Malheureusement, sous l’influence des forces sombres, l’Occident au XVIIe siècle redéfinit les contours de la science – une science sans transcendance, avec une intention exclusivement matérialiste. C’est cette redéfinition qui exclut l’astrologie du champ de la science et la propulse dans le domaine de la superstition. Les autres civilisations non occidentales, qui gardaient une vision d’un cosmos porteur de sens, n’ont adopté ce même rejet occidental, que 200 à 300 ans plus tard, avec la période dite moderne.

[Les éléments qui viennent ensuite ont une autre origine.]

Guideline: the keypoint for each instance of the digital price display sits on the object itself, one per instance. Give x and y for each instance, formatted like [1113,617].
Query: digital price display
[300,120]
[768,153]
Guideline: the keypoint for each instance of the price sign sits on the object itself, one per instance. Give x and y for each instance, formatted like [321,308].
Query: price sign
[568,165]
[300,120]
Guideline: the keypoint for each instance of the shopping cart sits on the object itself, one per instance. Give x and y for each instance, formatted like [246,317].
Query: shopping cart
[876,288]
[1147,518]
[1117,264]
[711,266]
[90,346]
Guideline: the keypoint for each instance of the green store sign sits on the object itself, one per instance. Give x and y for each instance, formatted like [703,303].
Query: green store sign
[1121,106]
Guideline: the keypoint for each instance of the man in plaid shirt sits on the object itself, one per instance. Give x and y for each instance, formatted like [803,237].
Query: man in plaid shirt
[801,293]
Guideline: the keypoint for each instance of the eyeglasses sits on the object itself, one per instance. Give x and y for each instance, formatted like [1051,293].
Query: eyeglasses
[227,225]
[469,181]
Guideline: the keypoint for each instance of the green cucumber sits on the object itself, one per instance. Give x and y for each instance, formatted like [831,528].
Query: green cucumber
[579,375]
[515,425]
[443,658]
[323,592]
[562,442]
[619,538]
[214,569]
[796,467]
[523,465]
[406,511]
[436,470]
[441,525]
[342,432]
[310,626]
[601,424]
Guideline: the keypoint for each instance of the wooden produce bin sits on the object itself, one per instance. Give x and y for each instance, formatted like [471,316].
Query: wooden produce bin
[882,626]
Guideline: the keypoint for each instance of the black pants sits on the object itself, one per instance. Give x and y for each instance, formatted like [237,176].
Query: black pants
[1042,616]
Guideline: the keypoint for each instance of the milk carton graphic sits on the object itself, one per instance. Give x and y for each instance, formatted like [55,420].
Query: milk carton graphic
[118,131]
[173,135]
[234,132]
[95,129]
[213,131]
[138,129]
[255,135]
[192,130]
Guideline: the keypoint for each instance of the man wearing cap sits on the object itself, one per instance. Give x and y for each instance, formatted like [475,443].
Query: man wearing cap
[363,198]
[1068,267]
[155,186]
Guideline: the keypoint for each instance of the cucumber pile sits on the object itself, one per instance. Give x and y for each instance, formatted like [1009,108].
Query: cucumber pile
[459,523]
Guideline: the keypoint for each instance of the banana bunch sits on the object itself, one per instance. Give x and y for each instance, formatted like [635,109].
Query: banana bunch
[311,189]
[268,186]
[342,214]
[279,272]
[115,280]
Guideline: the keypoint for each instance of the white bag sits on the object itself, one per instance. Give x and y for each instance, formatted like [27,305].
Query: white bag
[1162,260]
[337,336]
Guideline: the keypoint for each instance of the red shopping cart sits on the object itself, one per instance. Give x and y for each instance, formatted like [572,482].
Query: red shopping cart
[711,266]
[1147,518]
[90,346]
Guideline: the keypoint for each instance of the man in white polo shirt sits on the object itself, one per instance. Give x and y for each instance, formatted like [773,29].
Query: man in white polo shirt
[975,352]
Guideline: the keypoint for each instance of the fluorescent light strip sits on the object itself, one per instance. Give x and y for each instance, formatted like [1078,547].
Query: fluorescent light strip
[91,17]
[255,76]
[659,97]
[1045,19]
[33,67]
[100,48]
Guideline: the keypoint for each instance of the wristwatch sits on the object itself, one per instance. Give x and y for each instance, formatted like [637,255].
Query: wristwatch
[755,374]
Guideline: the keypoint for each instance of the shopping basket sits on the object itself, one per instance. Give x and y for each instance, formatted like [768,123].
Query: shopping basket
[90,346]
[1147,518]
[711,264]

L’astrologie n’est pas une pseudoscience, mais la lecture du champ de résonance quantique du système solaire. Chaque planète crée un modèle d’interférence énergétique qui influence directement la société humaine et la situation sur cette planète. Un aspect astrologique se calcule par l’écart en degrés entre deux corps célestes. Ces aspects géométriques projettent une image de résonance sur la Terre et le plan de l’écliptique. Les énergies déclenchées par certaines configurations sont si puissantes qu’elles peuvent transformer tout le système solaire.
Les forces de l’Ombre, en rejetant l’astrologie du champ scientifique, ont souhaité garder le monopole de cette connaissance dans l’objectif de maitriser la situation planétaire et pérenniser le statut de quarantaine. Nous verrons que les Forces de la Lumière tentent malgré tout d’utiliser les aspects astrologiques harmonieux pour favoriser la libération planétaire.